Le recouvrement de créances non contestées en B2B : procédure simplifiée

Rédigé le 25 November 2019

Engager une procédure pour une facture de 750 € htva ? Pas la peine ! Hummm ! Pas si sûr !

Une facture de 750 € htva. Premier rappel. Deuxième rappel. Tentative par téléphone. Mise en demeure. Rien ! En dépit de tous vos efforts, votre débiteur ne réagit pas et surtout, il ne paie pas. Vous avez tout essayé, mais en vain. 

Au final, soit vous laissez tomber, soit vous allez au tribunal. Mais vous vous dites que payer un avocat pour récupérer 750 €, ça ne vaut pas le coût (en sens propre). Hummm ! Pas si sûr ! 

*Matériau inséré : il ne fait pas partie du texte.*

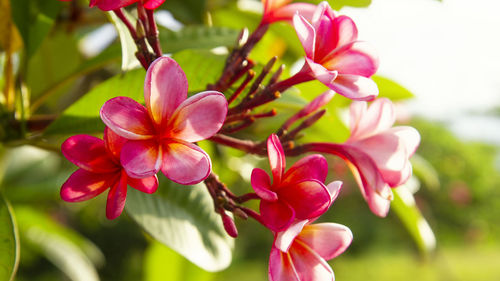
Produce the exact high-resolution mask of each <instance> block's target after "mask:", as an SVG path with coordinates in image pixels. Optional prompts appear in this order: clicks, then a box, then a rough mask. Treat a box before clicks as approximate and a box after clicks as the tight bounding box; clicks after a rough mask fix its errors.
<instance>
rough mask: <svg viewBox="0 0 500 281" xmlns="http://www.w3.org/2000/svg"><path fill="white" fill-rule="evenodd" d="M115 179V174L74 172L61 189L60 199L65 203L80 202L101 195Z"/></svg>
mask: <svg viewBox="0 0 500 281" xmlns="http://www.w3.org/2000/svg"><path fill="white" fill-rule="evenodd" d="M116 179H117V175H116V174H115V173H109V174H96V173H91V172H88V171H86V170H84V169H78V170H76V171H75V172H74V173H73V174H71V176H69V178H68V179H67V180H66V182H65V183H64V184H63V185H62V187H61V198H62V200H64V201H66V202H81V201H85V200H89V199H91V198H94V197H96V196H97V195H99V194H101V193H102V192H103V191H104V190H106V189H107V188H108V187H110V186H111V184H113V182H114V181H115V180H116Z"/></svg>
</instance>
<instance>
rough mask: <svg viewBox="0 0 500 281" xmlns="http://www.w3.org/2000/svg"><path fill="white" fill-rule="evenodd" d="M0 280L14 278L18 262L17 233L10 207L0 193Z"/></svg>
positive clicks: (16, 270) (13, 278)
mask: <svg viewBox="0 0 500 281" xmlns="http://www.w3.org/2000/svg"><path fill="white" fill-rule="evenodd" d="M0 226H1V227H0V280H14V276H15V274H16V271H17V266H18V263H19V235H18V234H17V226H16V221H15V219H14V214H13V212H12V208H11V207H10V204H9V203H8V202H7V200H6V199H5V198H4V197H3V195H2V194H1V193H0Z"/></svg>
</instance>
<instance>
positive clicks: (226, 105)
mask: <svg viewBox="0 0 500 281" xmlns="http://www.w3.org/2000/svg"><path fill="white" fill-rule="evenodd" d="M226 114H227V100H226V97H225V96H224V95H223V94H221V93H219V92H216V91H207V92H202V93H199V94H196V95H194V96H191V97H190V98H188V99H187V100H185V101H184V102H183V103H181V104H180V105H179V107H178V108H177V109H176V110H175V112H174V113H173V114H172V119H171V120H170V123H169V125H168V126H167V129H166V132H165V133H166V137H170V138H176V139H182V140H185V141H187V142H196V141H200V140H204V139H207V138H209V137H211V136H213V135H215V133H217V131H219V129H220V128H221V127H222V125H223V124H224V120H225V119H226Z"/></svg>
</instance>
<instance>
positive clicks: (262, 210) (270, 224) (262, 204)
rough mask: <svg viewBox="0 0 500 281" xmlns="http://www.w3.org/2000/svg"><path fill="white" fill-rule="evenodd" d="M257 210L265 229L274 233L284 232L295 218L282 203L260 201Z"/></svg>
mask: <svg viewBox="0 0 500 281" xmlns="http://www.w3.org/2000/svg"><path fill="white" fill-rule="evenodd" d="M259 209H260V214H261V218H262V221H263V222H264V224H265V225H266V227H267V228H269V229H271V230H272V231H275V232H279V231H282V230H285V229H286V228H287V227H288V226H290V224H292V222H293V220H294V218H295V211H294V210H293V209H292V208H291V207H290V206H289V205H288V204H286V203H284V202H282V201H276V202H269V201H264V200H261V201H260V206H259Z"/></svg>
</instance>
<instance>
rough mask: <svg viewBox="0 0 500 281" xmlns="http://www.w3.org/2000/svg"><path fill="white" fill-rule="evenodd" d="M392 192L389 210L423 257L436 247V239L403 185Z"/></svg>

En effet, la procédure extrajudiciaire de recouvrement de créances commerciales non contestées (articles 1394/20 et suivants du Code judiciaire) pourrait vous sauver la mise. Cette procédure simplifiée est rapide et efficace. Ici, nul besoin de comparaître devant un tribunal ; tout se passe en direct avec l’huissier de justice.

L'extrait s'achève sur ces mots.